Depuis le début du mois d’octobre, plusieurs activités de recrutement figurent ainsi au programme de la station montérégienne. Et ça cartonne! Que ce soit lors de la soirée portes ouvertes, présentée sous forme de 5 à 8, et des entrevues éclair ski dating, tenues au cours de la journée des prix reconnaissance, plus de 90 % des 110 candidats ayant participé à ces deux événements ont été embauchés », signale fièrement Stéphanie Grenier, directrice ventes et marketing de la station. La publicité sur les médias sociaux entourant les deux activités a également généré la réception de plus de 200 CV au cours des dernières semaines, ajoute-t-elle.

Et ce n’est pas fini. D’ici la mi-novembre, l’équipe marketing va préparer son fameux « combat des chefs » qui sera diffusé, entre autres sur Facebook. « Tous les superviseurs de département, qui sont toujours à court de personnel, devront préparer une vidéo. Ils auront chacun deux minutes pour « vendre » leur département et leurs qualités de chefs afin de convaincre de futurs employés à venir travailler avec eux », explique Stéphanie Grenier.  Lors du dernier « combat des chefs », présenté en novembre 2019, l’exercice s’est soldé par plus de 150 CV.

Un virage numérique payant pour Les Sommets

Il y a trois ans, l’équipe RH des stations Les Sommets a non seulement entrepris un virage numérique, elle a embauché une conseillère pour l’aider à rehausser l’image de marque employeur de l’organisation. Deux initiatives qui n’ont cessé de porter fruit, affirme Simon Lemieux, directeur principal des ressources humaines pour l’ensemble des stations Les Sommets qui compte plus de 1800 employés.

« Notre conseillère nous a fortement suggéré de reformuler tous les textes accompagnant nos offres d’emploi. Désormais, on utilise un vocabulaire qui transcende le plaisir et la passion de travailler à la montagne. Jumelées à des campagnes Google Ads, ces offres d’emplois sont affichées dans de grands médias, des marchés où l’on n’aurait jamais cru obtenir autant de bons succès », indique le directeur des RH.

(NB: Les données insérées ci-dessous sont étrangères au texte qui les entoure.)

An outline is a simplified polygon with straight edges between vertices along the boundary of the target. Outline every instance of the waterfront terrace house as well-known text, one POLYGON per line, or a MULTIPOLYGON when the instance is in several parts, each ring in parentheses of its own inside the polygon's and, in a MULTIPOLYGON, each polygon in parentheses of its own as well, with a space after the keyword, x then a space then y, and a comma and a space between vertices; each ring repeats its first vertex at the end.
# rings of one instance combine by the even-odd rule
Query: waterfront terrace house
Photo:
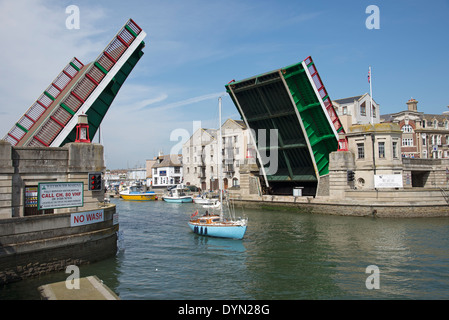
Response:
MULTIPOLYGON (((227 119, 222 127, 223 187, 239 188, 240 167, 255 163, 255 150, 250 143, 249 131, 241 120, 227 119)), ((200 128, 182 147, 184 181, 206 190, 219 188, 218 130, 200 128)))
POLYGON ((182 146, 184 182, 206 190, 218 189, 216 129, 197 129, 182 146))
POLYGON ((449 111, 426 114, 418 101, 407 101, 407 110, 385 114, 381 121, 396 123, 402 131, 402 156, 406 158, 449 158, 449 111))
MULTIPOLYGON (((338 99, 332 101, 332 103, 345 132, 348 132, 349 127, 352 125, 371 123, 371 96, 368 93, 360 96, 338 99)), ((374 99, 373 106, 372 123, 379 123, 379 104, 377 104, 374 99)))
POLYGON ((153 188, 163 189, 183 182, 182 155, 159 152, 152 166, 153 188))

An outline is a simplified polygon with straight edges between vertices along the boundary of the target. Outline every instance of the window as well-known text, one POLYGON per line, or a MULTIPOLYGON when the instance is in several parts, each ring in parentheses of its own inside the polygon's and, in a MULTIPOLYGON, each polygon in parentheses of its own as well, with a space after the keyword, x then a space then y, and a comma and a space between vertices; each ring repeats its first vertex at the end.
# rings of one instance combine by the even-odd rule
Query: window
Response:
POLYGON ((346 106, 343 107, 343 114, 348 114, 348 107, 346 106))
POLYGON ((366 116, 366 104, 365 104, 365 102, 363 102, 363 103, 360 105, 360 115, 361 115, 361 116, 366 116))
POLYGON ((404 138, 404 139, 402 139, 402 146, 403 147, 413 146, 413 139, 412 138, 404 138))
POLYGON ((398 157, 398 143, 393 141, 393 158, 398 157))
POLYGON ((385 142, 378 143, 379 158, 385 158, 385 142))
POLYGON ((175 173, 181 173, 181 167, 175 167, 175 173))
POLYGON ((373 117, 376 117, 376 107, 373 105, 373 117))
POLYGON ((426 134, 425 133, 422 134, 422 145, 423 146, 427 145, 427 139, 426 139, 426 134))
POLYGON ((357 143, 357 158, 365 159, 365 144, 357 143))
POLYGON ((404 132, 404 133, 411 133, 411 132, 413 132, 413 128, 412 128, 411 125, 405 124, 405 125, 402 126, 402 132, 404 132))
POLYGON ((435 129, 438 129, 438 121, 435 119, 435 120, 433 120, 433 127, 435 128, 435 129))

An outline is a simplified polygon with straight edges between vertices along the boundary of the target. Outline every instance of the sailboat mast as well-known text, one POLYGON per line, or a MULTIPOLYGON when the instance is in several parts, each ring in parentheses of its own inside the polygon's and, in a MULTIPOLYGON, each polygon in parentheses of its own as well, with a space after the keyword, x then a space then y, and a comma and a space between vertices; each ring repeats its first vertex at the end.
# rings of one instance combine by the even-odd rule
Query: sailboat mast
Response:
POLYGON ((220 216, 223 216, 223 180, 222 180, 222 172, 223 172, 223 164, 222 164, 222 155, 223 155, 223 138, 221 134, 221 97, 218 97, 218 192, 220 192, 220 216))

Mais ce n’est pas suffisant pour pourvoir les quelque 600 postes qui nécessitent de nouveaux candidats chaque année. Ainsi, au début du mois de novembre, plus de 30 % de ces emplois étaient toujours vacants. Pourtant, Simon Lemieux demeure très confiant. Selon lui, les stations de ski ont, entre les mains, un élément clé qui pourrait faciliter le recrutement avant la période des fêtes.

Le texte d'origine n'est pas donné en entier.